Eli Lilly has three approved drugs for the treatment of non-small cell lung cancer (NSCLC): Alimta, once its top-selling drug, and the more recently approved Cyramza and Portrazza. Alimta continues to be a major moneymaker for Lilly, pulling in nearly $2.5 billion last year, while Cyramza and Portrazza both figure to be important new drugs to replace declining revenues elsewhere.
But in its financial presentation and statement on second-quarter earnings Tuesday, Lilly flagged stiffer competition from immuno-oncology agents as a key factor in lower sales of Alimta and Cyramza in the U.S.
Take Alimta: U.S. sales dropped 12% to $291 million in the second quarter. While Alimta revenues have been declining for some time, Lilly hadn't previously attributed the drop in demand to competition from immuno-oncology drugs.
Cyramza, on the other hand, has been gathering steam since winning approvals in the U.S., Japan, and European Union over the past three years. But while overall sales climbed 68% in the second quarter, U.S. sales declined by 4% due to competition from immuno-oncology drugs in the lung cancer space. Cyramza is also approved for gastric cancer and colorectal cancer.
Lilly's third NSCLC drug, Portrazza, launched in the U.S. last December and only brought in $4 million in second-quarter sales.

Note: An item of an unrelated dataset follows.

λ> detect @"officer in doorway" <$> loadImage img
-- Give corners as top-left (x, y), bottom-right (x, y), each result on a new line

Immuno-oncology is a broad term and includes monoclonal antibodies such as Roche's Avastin. But Lilly could being feeling the heat from Bristol-Myer Squibb's Opdivo and Merck's Keytruda, two checkpoint inhibitors recently approved for treatment of NSCLC.
The two drugs have quickly racked up sales in the U.S., mostly for treatment of NSCLC and melanoma and threaten to rapidly reshape the lung cancer market. As Opdivo and Keytruda continue to expand their presence, it will be worth watching to see if drugmakers flag the effects of increased competition from those drugs specifically.